I will have to stop looking because it just breaks my heart every time. Bless all of you who rescue.

http://www.petfinder.com/petnote/displaype...?petid=13501555


----------



## 08chrissy08 (Sep 19, 2008)

This baby and the one in your other post look so forlorn. In a sad cold environment. Poor babies  I hope someone takes them in very soon.


----------



## sophie (Jul 9, 2006)

That's is so sad!  No name, just a number. It breaks my heart!

Linda


----------



## jodublin (Sep 27, 2006)

very sad :crying:


----------



## chiquita55 (Feb 3, 2008)

There's another one for Deb! He is in Pasadena. The poor thing. He looks scared to death. They don't have 1 bit about him there.

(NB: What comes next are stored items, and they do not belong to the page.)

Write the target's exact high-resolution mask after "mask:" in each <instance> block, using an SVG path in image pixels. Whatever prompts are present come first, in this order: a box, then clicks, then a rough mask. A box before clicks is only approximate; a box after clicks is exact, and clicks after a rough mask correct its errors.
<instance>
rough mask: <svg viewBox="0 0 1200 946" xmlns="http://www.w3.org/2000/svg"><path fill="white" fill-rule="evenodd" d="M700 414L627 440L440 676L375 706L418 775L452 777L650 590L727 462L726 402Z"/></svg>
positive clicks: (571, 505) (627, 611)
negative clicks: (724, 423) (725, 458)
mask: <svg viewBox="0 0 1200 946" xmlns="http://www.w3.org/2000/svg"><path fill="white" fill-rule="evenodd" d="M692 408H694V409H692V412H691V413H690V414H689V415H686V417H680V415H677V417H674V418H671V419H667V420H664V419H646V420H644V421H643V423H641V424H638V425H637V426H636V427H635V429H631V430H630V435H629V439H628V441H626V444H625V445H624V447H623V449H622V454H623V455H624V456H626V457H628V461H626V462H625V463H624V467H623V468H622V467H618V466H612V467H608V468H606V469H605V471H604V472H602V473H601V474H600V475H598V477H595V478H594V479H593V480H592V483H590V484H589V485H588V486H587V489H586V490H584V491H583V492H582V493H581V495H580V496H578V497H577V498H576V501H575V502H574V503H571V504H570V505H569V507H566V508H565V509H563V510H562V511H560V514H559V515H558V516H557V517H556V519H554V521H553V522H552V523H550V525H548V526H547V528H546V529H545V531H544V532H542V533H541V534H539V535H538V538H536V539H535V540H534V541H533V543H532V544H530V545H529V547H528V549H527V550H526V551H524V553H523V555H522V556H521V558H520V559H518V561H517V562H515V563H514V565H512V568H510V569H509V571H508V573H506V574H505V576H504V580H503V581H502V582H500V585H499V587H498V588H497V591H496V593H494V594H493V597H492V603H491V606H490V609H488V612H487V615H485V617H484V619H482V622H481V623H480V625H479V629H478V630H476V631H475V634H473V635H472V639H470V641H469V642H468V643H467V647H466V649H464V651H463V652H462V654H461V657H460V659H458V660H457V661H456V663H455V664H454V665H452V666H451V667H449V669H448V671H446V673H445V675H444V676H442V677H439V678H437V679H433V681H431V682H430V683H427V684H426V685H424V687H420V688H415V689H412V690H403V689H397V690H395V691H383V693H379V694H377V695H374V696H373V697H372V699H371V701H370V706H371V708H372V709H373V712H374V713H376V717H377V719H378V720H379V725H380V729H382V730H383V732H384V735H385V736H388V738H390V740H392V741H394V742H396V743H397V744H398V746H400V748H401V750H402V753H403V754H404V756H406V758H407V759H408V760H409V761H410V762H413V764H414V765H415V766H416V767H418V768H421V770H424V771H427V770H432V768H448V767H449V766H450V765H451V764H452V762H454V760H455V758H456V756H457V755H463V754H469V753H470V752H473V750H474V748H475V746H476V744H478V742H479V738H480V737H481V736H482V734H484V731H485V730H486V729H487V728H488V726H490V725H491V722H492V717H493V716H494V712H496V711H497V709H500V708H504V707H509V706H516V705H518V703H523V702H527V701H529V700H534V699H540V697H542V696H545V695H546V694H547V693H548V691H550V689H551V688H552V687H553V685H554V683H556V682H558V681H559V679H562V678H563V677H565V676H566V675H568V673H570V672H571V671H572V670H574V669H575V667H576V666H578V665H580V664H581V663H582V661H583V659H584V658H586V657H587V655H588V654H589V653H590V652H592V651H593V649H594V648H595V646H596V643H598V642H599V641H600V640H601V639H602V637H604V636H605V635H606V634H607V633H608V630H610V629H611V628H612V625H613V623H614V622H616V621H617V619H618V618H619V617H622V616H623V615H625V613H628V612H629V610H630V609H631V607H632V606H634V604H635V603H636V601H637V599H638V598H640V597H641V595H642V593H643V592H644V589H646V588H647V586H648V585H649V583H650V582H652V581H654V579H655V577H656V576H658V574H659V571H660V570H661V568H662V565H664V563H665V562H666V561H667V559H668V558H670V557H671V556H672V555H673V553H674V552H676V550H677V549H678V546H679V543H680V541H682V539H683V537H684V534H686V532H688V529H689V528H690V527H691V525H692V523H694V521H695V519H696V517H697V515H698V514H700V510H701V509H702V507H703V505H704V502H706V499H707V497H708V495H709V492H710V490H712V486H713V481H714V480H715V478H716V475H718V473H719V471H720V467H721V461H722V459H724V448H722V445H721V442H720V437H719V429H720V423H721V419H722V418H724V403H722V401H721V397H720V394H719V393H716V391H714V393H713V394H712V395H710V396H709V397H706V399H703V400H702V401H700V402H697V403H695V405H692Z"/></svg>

QUOTE (jodublin @ Apr 18 2009, 07:00 AM) index.php?act=findpost&pid=764367


> very sad :crying:[/B]


----------



## lottapaws (Mar 29, 2006)

They need to groom this baby so he can feel better and so others can see what a beautiful baby is under those mats! Heart breaking!!! :crying:


----------



## bellasmummy (Apr 8, 2009)

QUOTE (lottapaws @ Apr 20 2009, 08:00 PM) index.php?act=findpost&pid=765296


> They need to groom this baby so he can feel better and so others can see what a beautiful baby is under those mats! Heart breaking!!! :crying:[/B]



i agree! poor little baby :crying:


----------